The control register
In a parallel port, bit 5 of the control register (located at the parallel port’s base address + 2) will control the directional flow of the data. If this bit is flipped, then you may be unable to read any changes. Setting this bit does seem to be included in the PsychoPy parallel class port instantiation, but I think it’s set to 0 whereas we needed it set to 1.

image

Pin 7 on the control register would correspond to bit 5, which is the PS/2 data direction control. (Recall that pins 2-9 map onto data bits 0-7.) Some supplemental reading:

  • Page 4 of this PDF about the Control Register bit 5 (PS/2 Data direction)
  • Lines 52-57 of the PParallelInpOut class source code, where this bit is flipped when instantiating a parallel port
  • This website’s thorough write-up on parallel ports. Look for discussion on “control bit 5”.

Flow bit fixes

Original solution: I used the ctypes/windll function library that underlies parallel port reading with the InpOut32.dll driver in PsychoPy to read and flip this bit accordingly. Now that I think about it, the PsychoPy parallel class should be able to read this bit if we use it to read the control register address… Will report back on that.
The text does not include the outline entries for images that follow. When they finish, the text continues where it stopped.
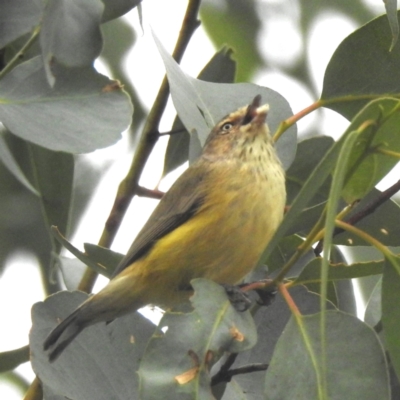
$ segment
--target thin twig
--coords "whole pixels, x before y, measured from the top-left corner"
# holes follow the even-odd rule
[[[367,204],[363,209],[361,209],[358,213],[354,214],[345,222],[349,225],[355,225],[360,222],[362,219],[366,218],[368,215],[375,212],[375,210],[380,207],[383,203],[388,201],[393,195],[395,195],[400,190],[400,180],[397,181],[394,185],[390,186],[388,189],[383,191],[379,196],[377,196],[373,201]],[[333,232],[333,236],[339,235],[340,233],[345,232],[344,229],[336,228]],[[319,241],[318,245],[314,249],[314,253],[319,255],[322,253],[324,243],[322,240]]]
[[[178,63],[185,53],[190,38],[200,24],[197,20],[200,3],[201,0],[190,0],[188,3],[181,31],[179,33],[175,50],[172,54]],[[159,123],[164,113],[168,96],[169,84],[167,77],[164,77],[156,100],[154,101],[153,107],[147,117],[129,172],[118,187],[114,205],[101,235],[99,246],[106,248],[111,246],[126,210],[128,209],[132,198],[137,194],[139,178],[143,172],[146,161],[159,138]],[[96,278],[97,274],[90,268],[87,268],[78,289],[90,292]]]
[[[243,367],[230,369],[228,371],[222,372],[220,370],[216,375],[214,375],[211,379],[211,386],[218,385],[218,383],[222,382],[230,382],[233,376],[235,375],[242,375],[242,374],[249,374],[251,372],[258,372],[258,371],[266,371],[268,369],[268,364],[249,364]]]
[[[149,199],[160,200],[164,196],[164,192],[157,189],[147,189],[143,186],[138,186],[136,189],[136,195],[141,197],[148,197]]]

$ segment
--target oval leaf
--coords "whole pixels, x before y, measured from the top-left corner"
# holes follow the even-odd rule
[[[51,88],[39,57],[0,81],[0,119],[15,135],[51,150],[85,153],[121,137],[132,105],[117,81],[93,68],[53,65]],[[29,129],[26,127],[29,126]]]

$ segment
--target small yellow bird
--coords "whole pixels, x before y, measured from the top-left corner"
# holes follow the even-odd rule
[[[161,199],[114,277],[49,334],[54,361],[87,326],[153,304],[169,308],[190,281],[237,284],[279,226],[285,177],[256,96],[211,131],[200,158]]]

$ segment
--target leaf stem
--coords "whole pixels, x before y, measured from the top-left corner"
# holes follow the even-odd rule
[[[200,3],[201,0],[190,0],[188,3],[179,37],[172,54],[178,63],[185,53],[190,38],[199,26],[197,15]],[[151,108],[147,117],[147,121],[136,148],[131,167],[128,171],[128,174],[118,187],[114,205],[101,235],[99,246],[107,248],[111,246],[126,210],[128,209],[133,197],[137,194],[139,178],[143,172],[146,161],[159,138],[159,123],[164,113],[168,96],[169,84],[167,77],[165,76],[154,101],[153,107]],[[93,288],[96,278],[97,274],[90,268],[87,268],[78,289],[85,292],[90,292]]]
Edit1 | Second realization: Also, there was a similar issue reported here where the fix came from using the pyparallel class instead. Their fix and our fix are fundamentally the same: pyparallel has a function that allows you to set the data direction, which is flipping bit 5 of the control register.
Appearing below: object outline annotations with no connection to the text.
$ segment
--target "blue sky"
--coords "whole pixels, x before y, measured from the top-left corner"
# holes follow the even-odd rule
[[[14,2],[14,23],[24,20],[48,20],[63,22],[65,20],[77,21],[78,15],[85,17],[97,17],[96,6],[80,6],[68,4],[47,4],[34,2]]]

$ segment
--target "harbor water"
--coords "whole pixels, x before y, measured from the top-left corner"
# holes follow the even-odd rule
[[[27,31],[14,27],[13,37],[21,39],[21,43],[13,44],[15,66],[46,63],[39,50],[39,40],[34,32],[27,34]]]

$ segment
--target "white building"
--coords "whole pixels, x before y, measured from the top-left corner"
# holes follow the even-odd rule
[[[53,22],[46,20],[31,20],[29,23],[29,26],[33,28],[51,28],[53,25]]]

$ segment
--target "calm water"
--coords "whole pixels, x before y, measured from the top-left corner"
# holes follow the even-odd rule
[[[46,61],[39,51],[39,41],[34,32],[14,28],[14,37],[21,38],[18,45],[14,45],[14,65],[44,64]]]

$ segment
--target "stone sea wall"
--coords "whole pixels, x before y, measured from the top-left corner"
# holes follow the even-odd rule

Edit2 | Third realization, 2 years later: I’ll note that the parallel class in PsychoPy also specifically flips data flow bits upon port instantiation, see snippet here. I modified the PsychoPy code in our version to prevent this from happening… Maybe I should make a pull request to make the change if I get un-lazy. :slight_smile:

Test code

For checking then flipping:

port_address = 0x3048 # hex address of parallel port
ctrl_port = parallel.ParallelPort(port_address+2) # ctrl port found at +2
if ctrl_port.readPin(7) is 0:
        ctrl_port.setPin(7,1)

For checking, flipping, then seeing if button responses are registered assuming that the button response is mapped to pin 10:

from psychopy import parallel

# instantiate ports
port = parallel.ParallelPort(0x4FF8)
ctrl_port = parallel.ParallelPort(0x4FF8+2)
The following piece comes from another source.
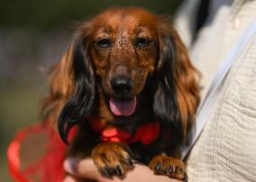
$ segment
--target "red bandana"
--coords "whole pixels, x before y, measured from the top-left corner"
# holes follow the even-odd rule
[[[154,141],[160,133],[159,123],[147,123],[136,128],[134,134],[120,130],[116,127],[103,128],[100,121],[93,121],[93,129],[101,132],[103,141],[123,142],[131,144],[141,141],[143,145],[148,145]]]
# check if direction bit is set to 0 in the control register, if so flip it
if ctrl_port.readPin(7) == 0: 
   ctrl_port.setPin(7, 1)

# check whether a button has been pressed
pressed = False
while not pressed:
   response = port.readPin(10) # returns 1 if pressed, 0 if not
   if response:
      print("Hooray! Button response registered.")
      pressed = True

Read the button box documentation
We were using a RESPONSEPixx/MRI button box (4-button handheld). No one documented how the system was installed, and it turned out that a parallel port adapter provided by the company was not used, thus mapping the button responses onto unexpected pins. For us, the red button was being mapped onto pin 1 (i.e., strobe of the control register).

Hope this helps someone out there!

1 Like

Hello! thanks so much for sharing your solution - I’m pleased you fixed it! so that we know when to reference this post please could you tell us what type of button box you are using? (or maybe it is a custom one?)

Thanks!
Becca

Hi Becca - it’s the RESPONSEPixx/MRI button box (4-button handheld). I knew it wasn’t an issue with hardware or connections since sending triggers worked fine through NeurObs Presentation software.